March 8, 2001
Support grows for death-penalty reforms
By DORI MEINERT
COPLEY NEWS SERVICE
WASHINGTON - Supporters of death penalty reforms, including Rep. Ray LaHood, have reworked legislation aimed at increasing protections for death-row inmates in an attempt to gain additional backing in Congress.
Their efforts have attracted the support of 14 senators and 120 House members. But it still isn't certain that the measure will see final passage.
"An issue like this takes a long, long time to pass .. . so we're making progress," the Peoria Republican said at a press conference to mark the re-introduction of companion bills in the House and Senate.
The bills are aimed at addressing some of the same problems that caused Illinois Gov. George Ryan a year ago to impose a moratorium on executions in the state.
Illinois has freed 13 death-row inmates since 1977, more than were executed.
The Republican governor testified before a House panel last June in support of the proposal to encourage states to provide qualified, experienced lawyers to defendants facing the death penalty and to give them greater access to DNA testing that could exonerate them.

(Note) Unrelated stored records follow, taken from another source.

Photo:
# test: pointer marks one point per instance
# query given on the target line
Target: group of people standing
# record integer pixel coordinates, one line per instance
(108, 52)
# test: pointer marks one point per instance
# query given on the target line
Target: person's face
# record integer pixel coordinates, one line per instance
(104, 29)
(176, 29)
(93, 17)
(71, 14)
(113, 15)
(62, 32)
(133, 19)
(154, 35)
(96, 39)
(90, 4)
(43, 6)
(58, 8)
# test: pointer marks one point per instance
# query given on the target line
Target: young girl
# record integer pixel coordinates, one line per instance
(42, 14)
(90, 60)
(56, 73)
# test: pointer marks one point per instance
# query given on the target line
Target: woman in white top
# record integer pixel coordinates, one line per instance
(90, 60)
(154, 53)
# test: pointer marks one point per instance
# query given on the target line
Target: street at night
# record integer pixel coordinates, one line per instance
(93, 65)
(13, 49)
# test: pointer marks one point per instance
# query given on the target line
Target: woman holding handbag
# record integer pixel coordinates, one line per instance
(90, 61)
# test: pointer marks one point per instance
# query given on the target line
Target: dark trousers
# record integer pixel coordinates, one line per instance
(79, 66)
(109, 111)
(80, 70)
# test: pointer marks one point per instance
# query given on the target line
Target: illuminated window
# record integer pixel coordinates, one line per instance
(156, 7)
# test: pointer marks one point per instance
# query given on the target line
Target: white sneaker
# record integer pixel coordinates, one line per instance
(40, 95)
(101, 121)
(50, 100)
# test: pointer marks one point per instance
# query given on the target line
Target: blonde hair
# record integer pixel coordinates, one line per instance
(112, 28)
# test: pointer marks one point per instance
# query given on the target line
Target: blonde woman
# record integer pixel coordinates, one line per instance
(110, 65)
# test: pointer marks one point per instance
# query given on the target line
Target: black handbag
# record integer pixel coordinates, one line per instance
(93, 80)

However, some Republicans contended the proposed legislation would usurp states' rights and encourage defendants to prolong meritless appeals.
The new proposal would restrict the circumstances under which a defendant could seek DNA testing to cases where the results could be "material" to proving their innocence.
It also would reduce the pot of federal law enforcement money that could be withheld from a state that fails to ensure qualified counsel, congressional aides said.
LaHood said he will urge House Speaker Dennis Hastert, R-Yorkville, to support the reform effort started by Ryan.
"From a practical point of view, there are a lot of other things the leaders in the House and Senate are pushing," said LaHood. "We just have to get their attention."